About mathdown.com vs mathdown.net:

I started with .com to experiment. Now will get .net certificate, and move .net DNS to Cloudflare.
But I'm not sure if Openshift can serve 2 custom certificates. And StartSSL requires level 2 validation to produce 1 cert with both .com and .net as AltNames. [If a problem, will buy from sslmate]

[cben]

Moved .net DNS to cloudflare (still pointing to Github Pages, turned SSL off)
Replaced fixed GH pages A addresses with CNAME ("flattened" by CF) to cben.github.io - works.

[cben]

Got also a mathdown.net cert, added to RHcloud* (turned out they support multiple domains with separate certs trivially).

*I've been mostly refering to it as Openshift but to be precise Openshift is the (open source) software and RHcloud is the openshift hosting run by RedHat.

[cben]

TODO: intelligent redirects (and/or rel=canonical) http->https, and .com -> .net.
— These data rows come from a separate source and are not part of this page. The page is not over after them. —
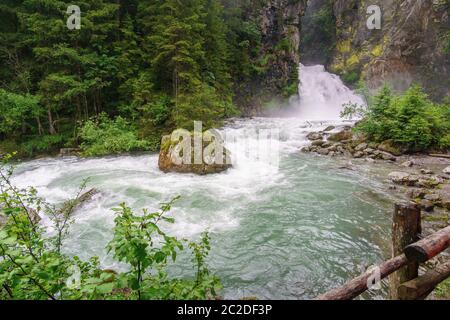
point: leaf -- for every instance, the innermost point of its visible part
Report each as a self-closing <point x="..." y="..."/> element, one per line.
<point x="105" y="288"/>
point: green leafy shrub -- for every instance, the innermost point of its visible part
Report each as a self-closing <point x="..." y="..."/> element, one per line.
<point x="42" y="144"/>
<point x="33" y="267"/>
<point x="103" y="136"/>
<point x="410" y="120"/>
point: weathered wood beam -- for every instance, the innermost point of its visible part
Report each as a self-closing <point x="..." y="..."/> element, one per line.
<point x="421" y="287"/>
<point x="447" y="156"/>
<point x="406" y="228"/>
<point x="429" y="247"/>
<point x="355" y="287"/>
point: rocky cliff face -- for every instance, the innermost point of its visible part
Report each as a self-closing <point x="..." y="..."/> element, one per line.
<point x="409" y="48"/>
<point x="280" y="25"/>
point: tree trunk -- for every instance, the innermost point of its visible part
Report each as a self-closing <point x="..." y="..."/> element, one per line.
<point x="405" y="230"/>
<point x="51" y="126"/>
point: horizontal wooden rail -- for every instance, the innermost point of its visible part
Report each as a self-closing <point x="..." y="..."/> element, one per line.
<point x="355" y="287"/>
<point x="420" y="251"/>
<point x="421" y="287"/>
<point x="429" y="247"/>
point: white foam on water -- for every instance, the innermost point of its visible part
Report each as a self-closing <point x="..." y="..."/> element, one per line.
<point x="211" y="202"/>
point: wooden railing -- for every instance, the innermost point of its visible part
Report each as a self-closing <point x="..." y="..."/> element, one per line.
<point x="408" y="253"/>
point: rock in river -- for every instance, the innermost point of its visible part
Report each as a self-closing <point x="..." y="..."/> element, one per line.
<point x="173" y="156"/>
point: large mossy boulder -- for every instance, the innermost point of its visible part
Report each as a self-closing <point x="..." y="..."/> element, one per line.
<point x="389" y="146"/>
<point x="202" y="161"/>
<point x="343" y="135"/>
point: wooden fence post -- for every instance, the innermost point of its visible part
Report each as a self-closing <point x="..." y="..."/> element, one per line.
<point x="406" y="228"/>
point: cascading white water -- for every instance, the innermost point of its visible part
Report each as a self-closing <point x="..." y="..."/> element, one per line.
<point x="322" y="94"/>
<point x="288" y="229"/>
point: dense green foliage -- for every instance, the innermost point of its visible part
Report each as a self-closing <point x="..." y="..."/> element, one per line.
<point x="409" y="120"/>
<point x="102" y="136"/>
<point x="157" y="64"/>
<point x="32" y="265"/>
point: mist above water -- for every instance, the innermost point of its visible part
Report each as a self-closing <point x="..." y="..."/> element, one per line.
<point x="289" y="229"/>
<point x="322" y="95"/>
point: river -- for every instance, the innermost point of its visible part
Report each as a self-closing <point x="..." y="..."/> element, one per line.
<point x="286" y="229"/>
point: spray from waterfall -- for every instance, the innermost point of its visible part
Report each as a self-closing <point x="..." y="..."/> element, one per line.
<point x="322" y="94"/>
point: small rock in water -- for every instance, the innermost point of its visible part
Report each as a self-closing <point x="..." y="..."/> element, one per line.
<point x="403" y="178"/>
<point x="306" y="149"/>
<point x="426" y="171"/>
<point x="416" y="193"/>
<point x="318" y="143"/>
<point x="407" y="164"/>
<point x="358" y="154"/>
<point x="361" y="147"/>
<point x="341" y="136"/>
<point x="314" y="136"/>
<point x="388" y="156"/>
<point x="427" y="205"/>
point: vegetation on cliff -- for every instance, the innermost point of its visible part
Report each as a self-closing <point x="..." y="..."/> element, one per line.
<point x="410" y="121"/>
<point x="155" y="64"/>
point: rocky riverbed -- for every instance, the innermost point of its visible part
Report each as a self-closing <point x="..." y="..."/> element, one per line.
<point x="421" y="178"/>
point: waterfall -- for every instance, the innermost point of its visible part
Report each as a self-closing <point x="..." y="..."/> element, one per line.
<point x="322" y="94"/>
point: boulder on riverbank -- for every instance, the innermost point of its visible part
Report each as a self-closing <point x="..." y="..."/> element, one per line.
<point x="172" y="157"/>
<point x="69" y="152"/>
<point x="35" y="218"/>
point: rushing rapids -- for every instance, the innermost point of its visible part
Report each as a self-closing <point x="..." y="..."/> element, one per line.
<point x="283" y="224"/>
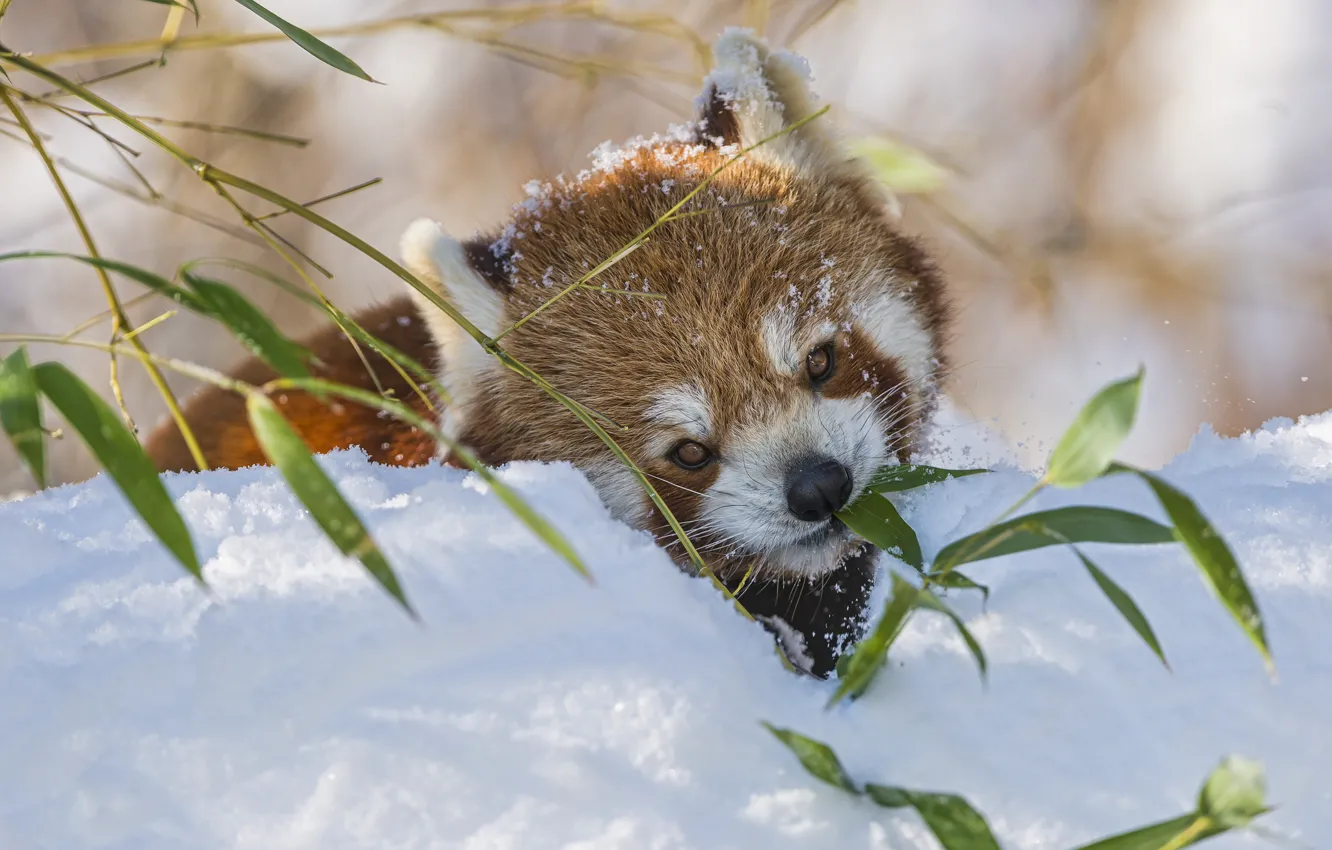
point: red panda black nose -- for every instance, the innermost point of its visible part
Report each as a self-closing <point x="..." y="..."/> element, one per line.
<point x="817" y="489"/>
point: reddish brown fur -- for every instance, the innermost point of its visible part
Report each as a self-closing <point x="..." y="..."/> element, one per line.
<point x="718" y="275"/>
<point x="802" y="231"/>
<point x="219" y="421"/>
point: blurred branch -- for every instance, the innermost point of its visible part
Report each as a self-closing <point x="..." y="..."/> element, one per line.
<point x="454" y="23"/>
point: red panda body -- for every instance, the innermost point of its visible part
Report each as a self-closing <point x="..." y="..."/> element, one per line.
<point x="770" y="345"/>
<point x="220" y="425"/>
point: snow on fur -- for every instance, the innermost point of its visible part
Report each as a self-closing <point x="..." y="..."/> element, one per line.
<point x="295" y="706"/>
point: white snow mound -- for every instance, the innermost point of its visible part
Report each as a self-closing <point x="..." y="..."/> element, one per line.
<point x="297" y="708"/>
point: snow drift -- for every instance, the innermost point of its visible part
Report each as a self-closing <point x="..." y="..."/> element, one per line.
<point x="296" y="706"/>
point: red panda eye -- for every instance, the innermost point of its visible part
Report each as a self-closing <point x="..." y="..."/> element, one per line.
<point x="690" y="454"/>
<point x="819" y="363"/>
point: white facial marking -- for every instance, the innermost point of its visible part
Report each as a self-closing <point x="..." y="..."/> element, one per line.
<point x="894" y="325"/>
<point x="785" y="347"/>
<point x="681" y="411"/>
<point x="777" y="332"/>
<point x="620" y="490"/>
<point x="747" y="505"/>
<point x="441" y="264"/>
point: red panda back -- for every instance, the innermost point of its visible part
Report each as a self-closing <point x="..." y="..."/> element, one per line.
<point x="220" y="424"/>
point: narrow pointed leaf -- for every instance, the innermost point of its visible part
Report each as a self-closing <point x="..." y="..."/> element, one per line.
<point x="1088" y="446"/>
<point x="255" y="331"/>
<point x="857" y="669"/>
<point x="177" y="3"/>
<point x="538" y="525"/>
<point x="1214" y="557"/>
<point x="120" y="454"/>
<point x="878" y="521"/>
<point x="899" y="167"/>
<point x="954" y="580"/>
<point x="20" y="413"/>
<point x="815" y="757"/>
<point x="1124" y="605"/>
<point x="954" y="822"/>
<point x="1158" y="836"/>
<point x="320" y="496"/>
<point x="907" y="477"/>
<point x="1079" y="524"/>
<point x="1235" y="793"/>
<point x="929" y="601"/>
<point x="308" y="43"/>
<point x="156" y="283"/>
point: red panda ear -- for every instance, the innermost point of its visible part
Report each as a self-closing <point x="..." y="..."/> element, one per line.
<point x="472" y="284"/>
<point x="754" y="93"/>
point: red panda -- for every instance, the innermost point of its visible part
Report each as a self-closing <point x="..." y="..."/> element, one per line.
<point x="790" y="345"/>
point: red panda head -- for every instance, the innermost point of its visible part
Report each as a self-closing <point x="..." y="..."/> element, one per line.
<point x="767" y="348"/>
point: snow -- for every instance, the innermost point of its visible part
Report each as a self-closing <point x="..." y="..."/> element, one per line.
<point x="295" y="706"/>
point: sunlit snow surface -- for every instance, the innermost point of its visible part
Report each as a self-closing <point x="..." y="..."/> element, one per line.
<point x="296" y="706"/>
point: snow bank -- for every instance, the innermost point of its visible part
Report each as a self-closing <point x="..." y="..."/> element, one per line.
<point x="297" y="708"/>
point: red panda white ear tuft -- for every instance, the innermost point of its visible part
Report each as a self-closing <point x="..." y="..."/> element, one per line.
<point x="755" y="92"/>
<point x="442" y="263"/>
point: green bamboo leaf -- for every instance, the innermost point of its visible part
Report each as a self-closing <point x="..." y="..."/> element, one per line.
<point x="1078" y="524"/>
<point x="538" y="525"/>
<point x="907" y="477"/>
<point x="312" y="485"/>
<point x="1088" y="446"/>
<point x="954" y="580"/>
<point x="308" y="43"/>
<point x="1235" y="793"/>
<point x="858" y="668"/>
<point x="1215" y="560"/>
<point x="1159" y="836"/>
<point x="255" y="331"/>
<point x="20" y="413"/>
<point x="156" y="283"/>
<point x="955" y="822"/>
<point x="929" y="601"/>
<point x="899" y="167"/>
<point x="188" y="4"/>
<point x="121" y="456"/>
<point x="1124" y="605"/>
<point x="815" y="757"/>
<point x="878" y="521"/>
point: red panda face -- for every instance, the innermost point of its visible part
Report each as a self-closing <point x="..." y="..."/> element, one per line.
<point x="762" y="353"/>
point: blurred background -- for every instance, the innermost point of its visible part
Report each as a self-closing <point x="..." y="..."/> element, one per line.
<point x="1127" y="181"/>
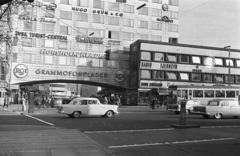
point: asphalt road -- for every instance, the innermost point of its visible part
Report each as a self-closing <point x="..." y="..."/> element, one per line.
<point x="149" y="133"/>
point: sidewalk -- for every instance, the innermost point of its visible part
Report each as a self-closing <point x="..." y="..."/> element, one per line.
<point x="29" y="140"/>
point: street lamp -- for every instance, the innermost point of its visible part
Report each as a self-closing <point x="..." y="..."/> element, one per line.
<point x="228" y="47"/>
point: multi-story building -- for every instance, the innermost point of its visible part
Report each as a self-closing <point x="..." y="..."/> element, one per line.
<point x="158" y="65"/>
<point x="67" y="39"/>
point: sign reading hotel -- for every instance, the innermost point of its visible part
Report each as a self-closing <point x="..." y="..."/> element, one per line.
<point x="150" y="84"/>
<point x="85" y="39"/>
<point x="71" y="53"/>
<point x="156" y="65"/>
<point x="38" y="35"/>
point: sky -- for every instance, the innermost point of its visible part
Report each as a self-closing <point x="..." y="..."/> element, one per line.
<point x="214" y="23"/>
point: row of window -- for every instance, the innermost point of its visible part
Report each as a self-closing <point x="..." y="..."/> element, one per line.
<point x="205" y="93"/>
<point x="188" y="76"/>
<point x="189" y="59"/>
<point x="142" y="24"/>
<point x="86" y="62"/>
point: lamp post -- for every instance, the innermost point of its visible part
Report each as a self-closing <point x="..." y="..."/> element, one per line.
<point x="229" y="74"/>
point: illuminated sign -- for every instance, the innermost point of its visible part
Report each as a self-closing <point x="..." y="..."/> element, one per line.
<point x="70" y="73"/>
<point x="20" y="71"/>
<point x="37" y="35"/>
<point x="156" y="65"/>
<point x="71" y="53"/>
<point x="164" y="19"/>
<point x="85" y="39"/>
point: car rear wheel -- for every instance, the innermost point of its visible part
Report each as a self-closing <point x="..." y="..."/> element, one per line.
<point x="76" y="114"/>
<point x="217" y="116"/>
<point x="109" y="114"/>
<point x="206" y="116"/>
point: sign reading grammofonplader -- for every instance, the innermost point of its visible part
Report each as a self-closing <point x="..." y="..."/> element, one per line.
<point x="70" y="73"/>
<point x="71" y="53"/>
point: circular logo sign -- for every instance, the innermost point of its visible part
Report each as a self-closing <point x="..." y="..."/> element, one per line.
<point x="165" y="7"/>
<point x="20" y="71"/>
<point x="119" y="75"/>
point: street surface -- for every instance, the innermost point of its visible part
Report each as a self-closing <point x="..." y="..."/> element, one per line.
<point x="141" y="133"/>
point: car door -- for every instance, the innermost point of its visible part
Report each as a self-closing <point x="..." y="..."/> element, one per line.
<point x="224" y="108"/>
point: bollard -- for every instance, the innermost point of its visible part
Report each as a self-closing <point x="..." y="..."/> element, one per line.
<point x="182" y="118"/>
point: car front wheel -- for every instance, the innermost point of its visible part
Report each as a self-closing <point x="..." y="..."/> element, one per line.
<point x="109" y="114"/>
<point x="76" y="114"/>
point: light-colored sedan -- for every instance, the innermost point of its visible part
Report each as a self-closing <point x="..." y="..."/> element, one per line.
<point x="219" y="108"/>
<point x="87" y="106"/>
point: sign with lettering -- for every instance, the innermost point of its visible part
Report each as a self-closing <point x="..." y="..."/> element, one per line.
<point x="164" y="19"/>
<point x="38" y="35"/>
<point x="150" y="84"/>
<point x="85" y="39"/>
<point x="71" y="53"/>
<point x="157" y="65"/>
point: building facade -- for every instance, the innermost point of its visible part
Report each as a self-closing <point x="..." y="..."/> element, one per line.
<point x="158" y="65"/>
<point x="67" y="39"/>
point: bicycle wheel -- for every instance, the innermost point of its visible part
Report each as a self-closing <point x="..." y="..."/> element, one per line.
<point x="148" y="107"/>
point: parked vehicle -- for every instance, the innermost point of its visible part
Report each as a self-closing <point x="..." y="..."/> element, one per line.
<point x="219" y="108"/>
<point x="189" y="106"/>
<point x="87" y="106"/>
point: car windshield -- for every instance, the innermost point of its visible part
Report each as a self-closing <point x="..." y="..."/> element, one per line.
<point x="213" y="103"/>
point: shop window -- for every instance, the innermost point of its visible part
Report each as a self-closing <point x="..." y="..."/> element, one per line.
<point x="82" y="17"/>
<point x="65" y="30"/>
<point x="173" y="28"/>
<point x="184" y="58"/>
<point x="143" y="11"/>
<point x="143" y="24"/>
<point x="171" y="58"/>
<point x="209" y="93"/>
<point x="98" y="4"/>
<point x="146" y="74"/>
<point x="157" y="1"/>
<point x="173" y="2"/>
<point x="29" y="58"/>
<point x="113" y="20"/>
<point x="156" y="26"/>
<point x="184" y="76"/>
<point x="98" y="19"/>
<point x="218" y="62"/>
<point x="156" y="12"/>
<point x="218" y="78"/>
<point x="128" y="22"/>
<point x="158" y="74"/>
<point x="65" y="15"/>
<point x="159" y="57"/>
<point x="113" y="6"/>
<point x="97" y="62"/>
<point x="207" y="77"/>
<point x="171" y="75"/>
<point x="238" y="63"/>
<point x="128" y="8"/>
<point x="81" y="61"/>
<point x="231" y="78"/>
<point x="128" y="36"/>
<point x="220" y="93"/>
<point x="82" y="3"/>
<point x="237" y="77"/>
<point x="227" y="61"/>
<point x="156" y="38"/>
<point x="196" y="59"/>
<point x="62" y="60"/>
<point x="197" y="93"/>
<point x="145" y="55"/>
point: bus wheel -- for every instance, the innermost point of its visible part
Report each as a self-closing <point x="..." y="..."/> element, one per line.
<point x="206" y="116"/>
<point x="217" y="116"/>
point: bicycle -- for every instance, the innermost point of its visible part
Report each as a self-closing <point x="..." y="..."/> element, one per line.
<point x="149" y="107"/>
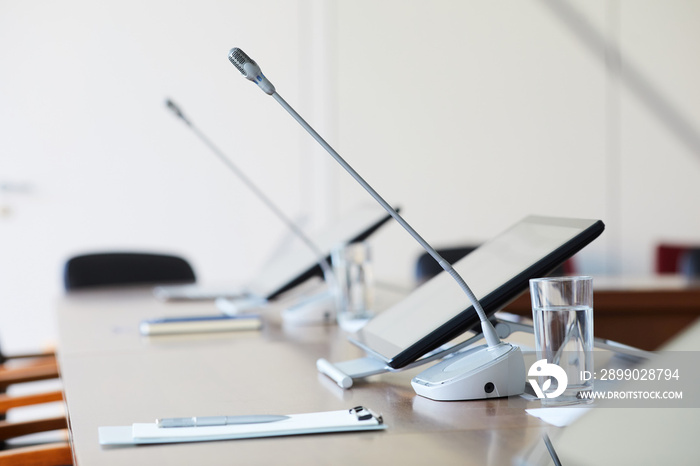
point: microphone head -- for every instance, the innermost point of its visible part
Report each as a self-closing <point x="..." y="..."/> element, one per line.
<point x="172" y="106"/>
<point x="239" y="58"/>
<point x="250" y="69"/>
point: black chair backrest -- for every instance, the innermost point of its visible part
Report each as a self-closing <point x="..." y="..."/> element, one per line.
<point x="689" y="263"/>
<point x="125" y="268"/>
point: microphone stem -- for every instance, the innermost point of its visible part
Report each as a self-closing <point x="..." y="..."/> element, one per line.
<point x="486" y="327"/>
<point x="320" y="257"/>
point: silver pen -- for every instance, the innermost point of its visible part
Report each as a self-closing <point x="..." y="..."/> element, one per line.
<point x="205" y="421"/>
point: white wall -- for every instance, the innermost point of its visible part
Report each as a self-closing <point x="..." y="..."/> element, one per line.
<point x="82" y="93"/>
<point x="474" y="114"/>
<point x="470" y="115"/>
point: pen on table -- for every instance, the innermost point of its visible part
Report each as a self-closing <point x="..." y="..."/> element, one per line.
<point x="206" y="421"/>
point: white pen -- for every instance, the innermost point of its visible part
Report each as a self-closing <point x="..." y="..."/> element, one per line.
<point x="205" y="421"/>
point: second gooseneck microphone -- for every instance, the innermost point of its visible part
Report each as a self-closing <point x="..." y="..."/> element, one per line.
<point x="320" y="257"/>
<point x="252" y="72"/>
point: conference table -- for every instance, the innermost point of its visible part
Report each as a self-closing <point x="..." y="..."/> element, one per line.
<point x="113" y="376"/>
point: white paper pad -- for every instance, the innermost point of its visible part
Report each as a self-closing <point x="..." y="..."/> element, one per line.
<point x="296" y="424"/>
<point x="559" y="417"/>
• Want both server-side redirect from server.js and client side for GH Pages https.
• Should look into libs for running same routing logic on client and server.
• Openshift (and probably Heroku) terminate TLS in the reverse proxy; need to check x-forwarding
  [https://help.openshift.com/hc/en-us/articles/203263674-What-external-ports-are-available-on-OpenShift-]

good checklist doc for migration to HTTPS: https://docs.google.com/document/d/1oRXJUIttqQxuxmjj2tgYjj096IKw4Zcw6eAoIKWZ2oQ/edit#

• Verify no mixed-content errors? Currently clean but see if this can ensured in tests.
• HSTS should be possible simply by setting response header.

[cben]

I flipped mathdown.net DNS yesterday to RHcloud (yay!) but turns out I miscofigured certs:
https://mathdown.net and https://mathdown.com/ work but with www. they give error:

This server could not prove that it is www.mathdown.com; its security certificate is from *.rhcloud.com. This may be caused by a misconfiguration or an attacker intercepting your connection.

And similarly:

This server could not prove that it is www.mathdown.com; its security certificate is from *.rhcloud.com. This may be caused by a misconfiguration or an attacker intercepting your connection.

[cben]

Just to conclude: https://www.ssllabs.com/ssltest/analyze.html?d=mathdown.net :-)
Main caveat: This site works only in browsers with SNI support.
Opening new issue(s) for redirects & HSTS followup.